Being a teenager is such an absorbing time in a person’s life. It’s that uncanny period where you’ve started to gain a sense of self and a pressure to carve a path to your future, but you don’t have complete separation from your childhood. You’re still very much tied to your family. It can be a lot to deal with at once! So much in fact, that adults created an entire genre of film to retroactively explore these feelings, known as “coming-of-age”. It’s probably one of my favorite genres, and one that takes deft writing and directing to not dip into major cheese territory. Thankfully, So Young Shelly Yo avoided the cheese and hit straight to the heart with her directorial debut, Smoking Tigers

Smoking Tigers follows follows Korean American teenager Hayoung (Ji-young Yoo) over the course of what will become a pivotal summer for her.

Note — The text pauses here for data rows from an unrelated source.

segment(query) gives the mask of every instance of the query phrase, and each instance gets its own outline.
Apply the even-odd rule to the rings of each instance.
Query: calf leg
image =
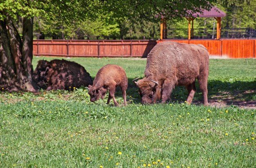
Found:
[[[188,92],[186,102],[188,104],[190,104],[192,102],[193,98],[194,97],[194,95],[195,93],[195,81],[187,86],[186,89]]]
[[[171,95],[173,92],[173,89],[174,87],[175,84],[173,82],[166,80],[164,82],[162,85],[162,103],[165,103],[166,102],[170,100]]]
[[[126,83],[121,83],[120,85],[120,87],[121,88],[122,91],[122,93],[123,94],[123,98],[124,98],[124,105],[125,106],[126,105],[126,89],[127,89],[127,82]]]
[[[208,91],[207,89],[208,75],[202,75],[198,78],[198,83],[201,91],[203,92],[204,96],[204,105],[208,106],[208,100],[207,94]]]
[[[114,104],[115,104],[115,105],[116,106],[117,106],[119,105],[119,104],[116,100],[116,99],[115,98],[115,87],[110,87],[109,89],[109,96],[110,97],[110,99],[111,98],[112,98],[113,99],[113,101],[114,101]]]
[[[123,94],[123,98],[124,98],[124,105],[125,106],[126,105],[126,91],[125,89],[124,89],[123,87],[121,88],[122,90],[122,93]]]

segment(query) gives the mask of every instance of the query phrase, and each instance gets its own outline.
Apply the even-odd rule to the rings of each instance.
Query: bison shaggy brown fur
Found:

Darting between newly separated parents, Hayoung clings to hopes of one day achieving a “normal” family life. One where her mother (Abin Andrews) doesn’t have to work all the time and her dad (Jeong Jun-ho) isn’t living out of his tile company’s warehouse. These hopes get turned into anxieties when, after being forced to spend the summer at an SAT prep school, she falls in with a group of cool, rich classmates. As the summer goes on, she learns some of the hardest lessons of being a teenager: people are not always as they seem, never let a cute boy give you a stick-and-poke, and parents are just people trying their best.

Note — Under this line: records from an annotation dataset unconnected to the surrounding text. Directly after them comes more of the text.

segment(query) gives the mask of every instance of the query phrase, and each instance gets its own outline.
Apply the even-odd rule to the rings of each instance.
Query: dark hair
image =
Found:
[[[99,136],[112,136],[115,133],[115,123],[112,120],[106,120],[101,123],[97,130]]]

Though the premise of the film follows a fairly typical coming-of-age plotline (albeit through a entirely Asian American lens), a standout element of Smoking Tigers is the gorgeous feeling it achieves. The day-time scenes are absolutely drenched in Southern California sunlight and Hayoung is shown repeatedly reflected in mirrors, windows, and water. These visual elements, coupled with a lilting score, makes the viewer feel as though they are floating through each scene alongside its characters. Hayoung herself doesn’t even feel entirely tethered to the earth. 

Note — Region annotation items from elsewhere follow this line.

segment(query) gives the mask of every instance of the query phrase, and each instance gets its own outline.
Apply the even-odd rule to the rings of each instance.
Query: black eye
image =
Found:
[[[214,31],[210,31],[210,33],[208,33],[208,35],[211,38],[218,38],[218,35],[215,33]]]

In one particular scene, Hayoung sneaks into a house that she’s been desperately trying to convince her mother they should buy. Despite the fact they have little money, Hayoung is convinced that if they could achieve the exterior of a happy, middle-class family, then they will become one. She spends the night there, floating through the dark, empty building like a ghost. Quietly touching every surface, inspecting every room, and vividly imagining the family they could be. It’s a simple, quiet scene, but the feeling that Hayoung is in this phase of life where she’s just drifting along, dealing with everything as it comes, is made apparent. 

I’ve always considered it pretty unfair to compare movies. Regardless of similarities every movie deserves to be cirtiqued in it’s own light. However, it is super hard to ignore the resounding Lady Bird comparisons I’ve noticed online. Plot-wise, they do kind of exist on two sides of the same coin (both films end with a parental phone call that makes me cry like a total baby). That being said, the one resounding difference is their views on family. Lady Bird’s protagonist spends her story desperately trying to separate herself from her family. She lies to her new friends about where she lives and who her family is. She wants nothing to do with where she came from and craves independence on a molecular level (until she doesn’t). Though Hayoung also lies to the kids at school about where she lives, she doesn’t want separation from her family. She craves closeness to them. She wants a better life for everyone involved. It’s a view on growing up that I feel we don’t see very often from American coming-of-age movies. They’re usually all about what the main character has to learn on their own if they’re going to grow up. In Smoking Tigers, Hayoung learns just as many lessons about how to exist on her own as she does about how to exist with her imperfect, but loving, family. I found it very refreshing.